On an operational level, there are three Ds: NCATS has to develop, demonstrate, and then disseminate improvements in the steps of the process. Those improvements could be technical ones, scientific ones, or they could be paradigmatic ones, collaboration ones, intellectual property issues, regulatory—they're not all strictly scientific.
Q: Former Merck CEO Roy Vagelos has said that if anyone thinks NCATS can achieve something that industry isn't doing already, "you believe in fairies."
C.A.: What Roy did at Merck in the '80s and '90s is truly legendary. He's very highly respected by everybody in the field.
At the same time, it is clear to me and to many people in the pharma industry that there are many things that pharma or biotech would like to do but can't do either because the return on investment is not great enough; there's a short term commercial imperative, which makes study of general principles difficult or impossible; or it doesn't fit the strategic goals of the company.

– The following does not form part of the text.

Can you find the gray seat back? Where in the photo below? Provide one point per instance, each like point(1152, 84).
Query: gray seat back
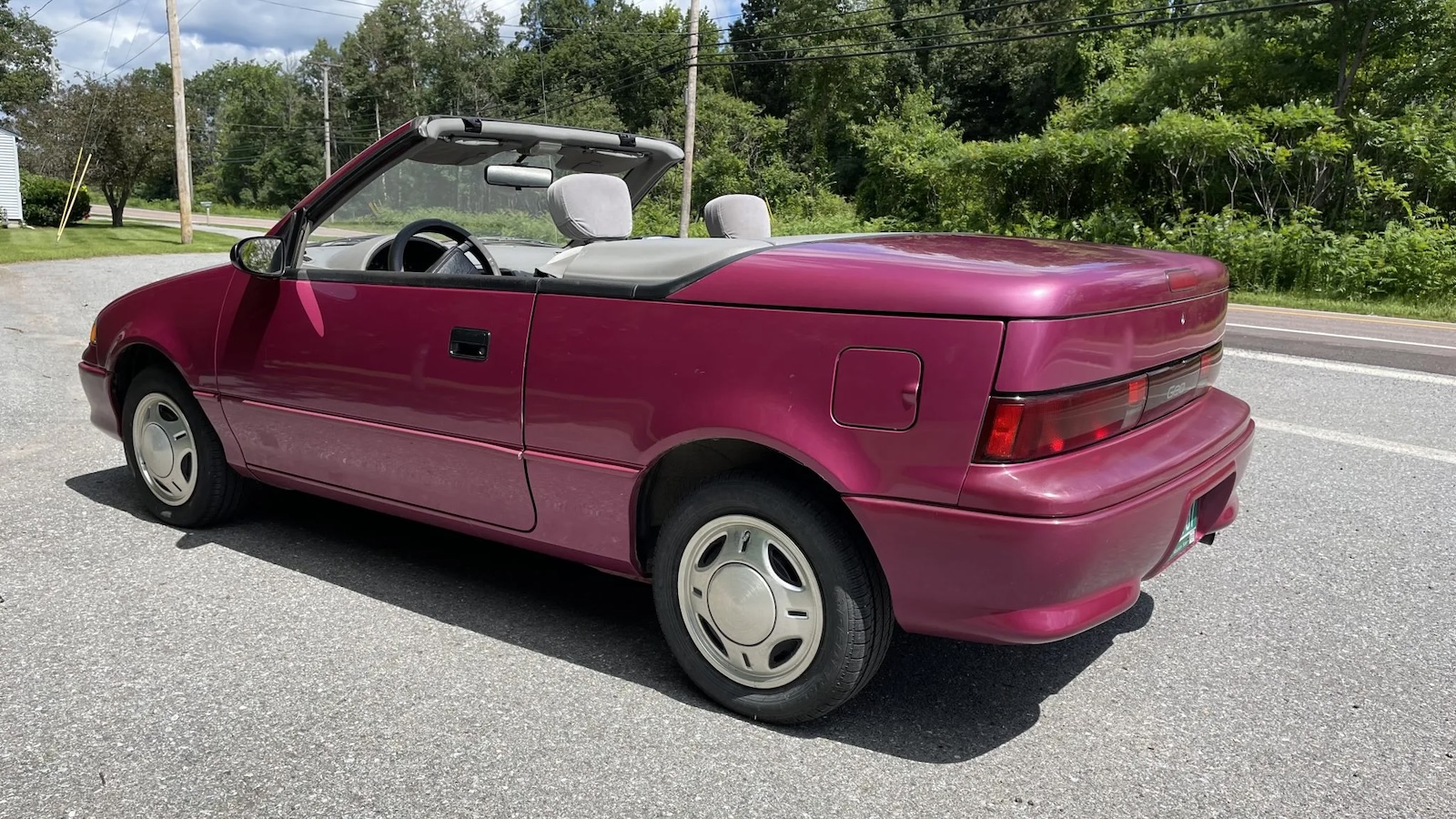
point(590, 207)
point(737, 216)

I don't think it's a matter that companies haven't thought of these things. It's just that these are things which don't generate revenue in the near term.
Q: What are the first things on your plate?
C.A.: The biggest one is the CTSA [Clinical and Translational Science Awards] program. It's about 80%, 85% of the NCATS budget. I'm devoting a huge amount of time to learning about that program. And I've really been extremely, extraordinarily impressed with the quality of the people and the work and the initiative of the people at the institutions [with CTSAs].
Q: The CTSAs are worried about what will happen to them.
C.A.: I think to some degree these misperceptions about what NCATS was going to do go back maybe a year and a half now to that famous article in The [New York] Times [suggesting that NCATS would develop drugs]. We're still living that down. It just was not an accurate portrayal of what NCATS was ever going to do. It led to a concern on the part of the CTSA PIs [principal investigators] that they would all be turned into drug developers or something.
It is true that that they're in a different institution than they were in before. [That institute's] mission was different from the NCATS mission. So [the CTSAs] will evolve with time. But that's a good thing; that's a healthy thing.
Q: How will you do new things with a flat budget?
C.A.: There are obviously new things we'd love to do that we will not be able to do without [new] funds. It's particularly hard for a new center that has a very ambitious mission with a lot of people counting on us. But half a billion dollars is still a lot of money and I think there's a lot we can do with it.
Q: How will you measure the success of NCATS?
C.A.: If you look at the NCATS mission, it talks about improving the process and improving efficiency. The problem is this is a really mushy area and there are a lot of things you could potentially measure. If you look at what's happened in pharma, and my old company was like this, there were really well-meaning efforts to set metrics which would make sense, and people met the metrics and the overall programs failed for a variety of reasons.
So there will not be one metric, there will be a portfolio of metrics—some long-term, some short-term, some intermediate outcomes, some high-risk, some low-risk. And in the end, we will have a composite score which hopefully will be reasonably positive.
We also want to have metrics that allow failure as long as you fail for the right reason and you publish why. We're not going to have number of publications as a meaningful metric. Of course we'll have papers, but that's not NCATS's mission.